Hi Michael,
The saga is nearly over.
Apologies for the late reply. As will be made clear soon, I was dealing with the fallout yesterday, and now have found some time to update you.
On Wednesday evening, we upgraded the firmware/sw to 5.1.2.035 on two stacks (STACK B and STACK C) with no issues. Upgrading the firmware on Stack A, would not work. Stack A accepted the diags image but not the software image. We then decided to make another unit in Stack A the BASE and tried that. The new base unit accepted the new software and seemed to push it to only 2 of 7 switches. Suffice to say, it all came crashing down. The stack could not be seen. What we noticed was that when the stack 'was broken' the spanning tree option appeared again. In the end we had to upgrade each switch individuallly, and we also rebuilt the entire stack, by reconfiguring the uplinks at the back of the switches so that everything cascaded from the new base unit down. We did this by adding one switch at a time to the stack. We were hoping that this would have isolated the dodgy switch. But in this case, everything worked even after a full reboot of the stack.
Few things stood out:Switch 1 (OLD base) did not accept software image initially. After reboot of switch (and disconnected from stack) it did. This made us believe that this switch was faulty. But it appears not.

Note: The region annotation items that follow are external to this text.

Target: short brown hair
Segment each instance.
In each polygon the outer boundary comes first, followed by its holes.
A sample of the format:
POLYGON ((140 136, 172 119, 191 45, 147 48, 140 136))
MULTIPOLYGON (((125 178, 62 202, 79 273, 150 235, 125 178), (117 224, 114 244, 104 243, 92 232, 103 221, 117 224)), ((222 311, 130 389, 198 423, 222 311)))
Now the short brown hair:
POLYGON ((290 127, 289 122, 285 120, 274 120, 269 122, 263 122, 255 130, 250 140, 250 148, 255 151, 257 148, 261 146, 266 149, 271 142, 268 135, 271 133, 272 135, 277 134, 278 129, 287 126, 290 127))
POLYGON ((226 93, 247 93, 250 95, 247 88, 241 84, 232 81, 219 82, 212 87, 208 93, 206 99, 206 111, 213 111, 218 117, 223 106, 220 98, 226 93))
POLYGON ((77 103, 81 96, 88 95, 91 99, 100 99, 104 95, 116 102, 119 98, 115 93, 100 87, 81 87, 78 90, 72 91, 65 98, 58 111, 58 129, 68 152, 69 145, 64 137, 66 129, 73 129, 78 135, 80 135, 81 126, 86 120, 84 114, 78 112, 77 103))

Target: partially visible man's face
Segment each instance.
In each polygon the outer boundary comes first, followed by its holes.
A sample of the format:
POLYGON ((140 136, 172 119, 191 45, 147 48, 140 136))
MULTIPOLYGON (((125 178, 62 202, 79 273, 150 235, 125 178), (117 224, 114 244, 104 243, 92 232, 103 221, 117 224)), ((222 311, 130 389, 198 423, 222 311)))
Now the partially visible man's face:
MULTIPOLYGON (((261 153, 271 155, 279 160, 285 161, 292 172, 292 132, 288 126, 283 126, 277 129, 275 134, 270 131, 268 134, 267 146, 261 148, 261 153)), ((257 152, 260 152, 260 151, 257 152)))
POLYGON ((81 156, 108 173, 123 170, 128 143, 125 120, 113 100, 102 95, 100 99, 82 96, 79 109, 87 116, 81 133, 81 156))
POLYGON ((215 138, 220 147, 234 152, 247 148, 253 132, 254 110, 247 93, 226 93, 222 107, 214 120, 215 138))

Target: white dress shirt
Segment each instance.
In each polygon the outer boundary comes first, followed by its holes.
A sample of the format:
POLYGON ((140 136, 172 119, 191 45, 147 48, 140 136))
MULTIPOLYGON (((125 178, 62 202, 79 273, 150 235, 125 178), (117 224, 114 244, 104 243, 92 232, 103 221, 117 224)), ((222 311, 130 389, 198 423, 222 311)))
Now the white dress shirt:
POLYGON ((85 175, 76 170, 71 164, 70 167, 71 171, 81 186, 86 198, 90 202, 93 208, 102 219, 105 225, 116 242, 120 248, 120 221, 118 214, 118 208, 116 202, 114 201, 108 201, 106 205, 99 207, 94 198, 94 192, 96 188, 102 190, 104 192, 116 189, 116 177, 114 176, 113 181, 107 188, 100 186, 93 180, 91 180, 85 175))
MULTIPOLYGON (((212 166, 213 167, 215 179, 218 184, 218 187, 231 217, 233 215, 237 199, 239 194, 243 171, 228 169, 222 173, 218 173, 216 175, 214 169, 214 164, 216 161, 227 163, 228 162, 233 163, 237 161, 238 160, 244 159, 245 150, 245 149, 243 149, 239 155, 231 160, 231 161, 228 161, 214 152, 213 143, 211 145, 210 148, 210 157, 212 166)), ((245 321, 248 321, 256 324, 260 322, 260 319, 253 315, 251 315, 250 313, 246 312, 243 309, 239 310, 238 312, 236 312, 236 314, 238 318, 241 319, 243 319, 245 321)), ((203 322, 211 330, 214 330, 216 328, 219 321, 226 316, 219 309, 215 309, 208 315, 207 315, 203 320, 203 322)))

Switch 4 and 5 had huge amounts of latency. Ping requst to switch IP (when disconnected from stack) had 300-500ms response times. On Switch 4, took 7 minutes just to transfer the diags image across (via TFTP). Though when it rebooted it was all fine! After our experience on switch 4, we did a reboot of switch 5 and it upgraded normally (i.e. quickly!)
Once the stack had been rebuilt, the original config still stood, but we lost all MLT information (8 MLT Trunks on Switch A) and Switch 5 lost all its config (rate limiting, etc) I think the MLT link information was lost since we were adding one switch at a time to the stack, and since ab MLT could be across three switches, the nortel software was clever enough to know it could not be built.
We decided to rebuild the MLTs from scratch (using our backup config file as reference) and all seems to be fine now! performance issues seem to have disappeared.
We also now have spanning tree on Stack A. Spanning tree has been activated on all switch ports except for MLT links.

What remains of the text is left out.